See What Pieces Drive the Most Backlinks
In addition to traffic and social media shares, it’s also important to look at the content that’s generating backlinks to your site.
For example, are you getting the most backlinks from research, reports, eBook, or whitepapers? Or, maybe you’re getting backlinks from very timely pieces.
This will help you figure out if it’s worth dedicating time and resources to repurpose content into more extensive assets, or if you should focus on more timely matters like industry news and trends instead.
There are a few tools that do this, including Moz and Semrush, but let’s stick with how to do this in BuzzSumo. See the screenshot above.
Now it’s time to sort your content. If the same content drives the most social shares, traffic, and backlinks, it’s an ideal asset to recreate. However, there’s a good chance most of your content won’t check all three boxes. That’s okay; choose the pieces at the top of at least one list.
Content Repurposing: Next Steps
Once you identify which assets are worth repurposing, there are two essential elements to consider including the type of asset to create — and where to publish it.
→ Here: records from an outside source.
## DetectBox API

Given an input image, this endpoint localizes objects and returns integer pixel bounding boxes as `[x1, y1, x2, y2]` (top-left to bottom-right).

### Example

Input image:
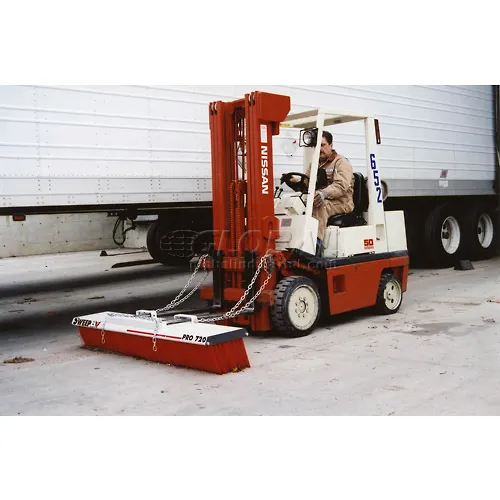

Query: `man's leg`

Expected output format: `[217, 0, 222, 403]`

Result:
[313, 203, 328, 255]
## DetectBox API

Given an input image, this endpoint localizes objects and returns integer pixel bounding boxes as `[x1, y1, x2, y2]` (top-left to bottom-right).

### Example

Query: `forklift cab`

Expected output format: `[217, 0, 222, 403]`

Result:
[274, 109, 406, 259]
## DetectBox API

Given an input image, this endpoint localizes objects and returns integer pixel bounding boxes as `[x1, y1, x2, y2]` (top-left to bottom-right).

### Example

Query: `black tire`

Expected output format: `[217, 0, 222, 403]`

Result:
[423, 204, 463, 267]
[375, 273, 403, 315]
[271, 276, 321, 338]
[146, 221, 161, 262]
[462, 203, 498, 260]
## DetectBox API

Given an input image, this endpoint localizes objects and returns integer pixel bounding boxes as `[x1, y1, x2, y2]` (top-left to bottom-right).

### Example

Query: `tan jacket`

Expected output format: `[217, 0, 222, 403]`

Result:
[306, 151, 354, 213]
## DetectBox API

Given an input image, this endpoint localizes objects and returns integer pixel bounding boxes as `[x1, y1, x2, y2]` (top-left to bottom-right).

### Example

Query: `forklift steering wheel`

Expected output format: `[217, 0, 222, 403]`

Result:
[281, 172, 309, 194]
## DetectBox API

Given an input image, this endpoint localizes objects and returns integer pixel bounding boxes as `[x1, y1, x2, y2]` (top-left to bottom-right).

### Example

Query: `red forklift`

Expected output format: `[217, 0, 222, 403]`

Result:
[73, 92, 409, 373]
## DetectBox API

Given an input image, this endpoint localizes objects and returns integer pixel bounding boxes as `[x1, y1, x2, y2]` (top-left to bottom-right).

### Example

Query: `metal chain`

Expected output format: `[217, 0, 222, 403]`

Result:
[156, 254, 209, 314]
[198, 253, 273, 323]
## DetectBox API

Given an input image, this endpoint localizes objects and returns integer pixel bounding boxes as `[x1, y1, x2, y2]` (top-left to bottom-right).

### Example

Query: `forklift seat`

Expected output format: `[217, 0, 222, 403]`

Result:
[327, 172, 368, 228]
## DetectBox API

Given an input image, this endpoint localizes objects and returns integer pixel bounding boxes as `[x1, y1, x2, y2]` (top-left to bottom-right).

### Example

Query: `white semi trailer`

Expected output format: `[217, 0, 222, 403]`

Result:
[0, 85, 500, 266]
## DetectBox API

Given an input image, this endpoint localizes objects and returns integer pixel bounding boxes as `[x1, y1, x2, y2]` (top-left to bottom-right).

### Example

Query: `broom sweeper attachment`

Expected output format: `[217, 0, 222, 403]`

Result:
[72, 255, 254, 375]
[73, 311, 250, 375]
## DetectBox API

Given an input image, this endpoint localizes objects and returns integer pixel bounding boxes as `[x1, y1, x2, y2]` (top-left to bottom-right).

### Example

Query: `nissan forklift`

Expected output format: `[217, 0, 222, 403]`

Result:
[193, 92, 409, 337]
[73, 92, 409, 373]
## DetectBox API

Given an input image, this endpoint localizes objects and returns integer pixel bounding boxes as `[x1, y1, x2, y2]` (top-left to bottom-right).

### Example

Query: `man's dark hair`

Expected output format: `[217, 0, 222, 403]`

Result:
[323, 130, 333, 146]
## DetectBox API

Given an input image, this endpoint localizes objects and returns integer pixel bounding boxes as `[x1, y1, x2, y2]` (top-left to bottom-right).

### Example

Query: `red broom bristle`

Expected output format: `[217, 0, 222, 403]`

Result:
[79, 327, 250, 375]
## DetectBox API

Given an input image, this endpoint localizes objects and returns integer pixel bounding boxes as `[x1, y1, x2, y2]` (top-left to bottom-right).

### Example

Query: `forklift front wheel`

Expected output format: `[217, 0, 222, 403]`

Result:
[375, 273, 403, 314]
[271, 276, 321, 338]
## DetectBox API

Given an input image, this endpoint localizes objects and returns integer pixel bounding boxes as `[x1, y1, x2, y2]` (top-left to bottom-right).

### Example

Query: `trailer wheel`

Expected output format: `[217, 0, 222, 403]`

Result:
[271, 276, 321, 338]
[424, 204, 462, 267]
[375, 273, 403, 314]
[463, 203, 497, 260]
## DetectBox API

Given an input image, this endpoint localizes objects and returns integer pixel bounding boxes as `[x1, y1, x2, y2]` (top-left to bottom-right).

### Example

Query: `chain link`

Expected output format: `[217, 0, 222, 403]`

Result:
[156, 254, 209, 314]
[198, 253, 273, 323]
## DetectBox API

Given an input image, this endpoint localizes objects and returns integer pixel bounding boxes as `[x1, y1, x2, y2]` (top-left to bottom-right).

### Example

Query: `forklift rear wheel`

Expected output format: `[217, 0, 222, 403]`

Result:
[271, 276, 321, 338]
[375, 273, 403, 314]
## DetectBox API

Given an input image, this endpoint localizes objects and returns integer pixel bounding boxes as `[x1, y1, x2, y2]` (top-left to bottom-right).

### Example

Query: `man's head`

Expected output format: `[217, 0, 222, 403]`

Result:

The right answer will depend on your audience, your industry, and where the first piece of content is published.
To make a decision, consider these questions:
- What audience are you trying to reach?
- What stage is this audience at in the buyer’s journey?
- Where is this audience getting their information?
- What is the easiest (or most engaging) way for this information to be digested?
Final Thoughts on Repurposing Content in B2B
Looking at top-performing content doesn’t just help inspire new content; it also helps you better understand your audience and what types of information they want and need. Now you can use that information to inform the rest of your content marketing strategy.
Once your content goes live, don’t forget to measure the content’s performance to see how your audience responds. You may find some platforms perform better than others for specific types of content.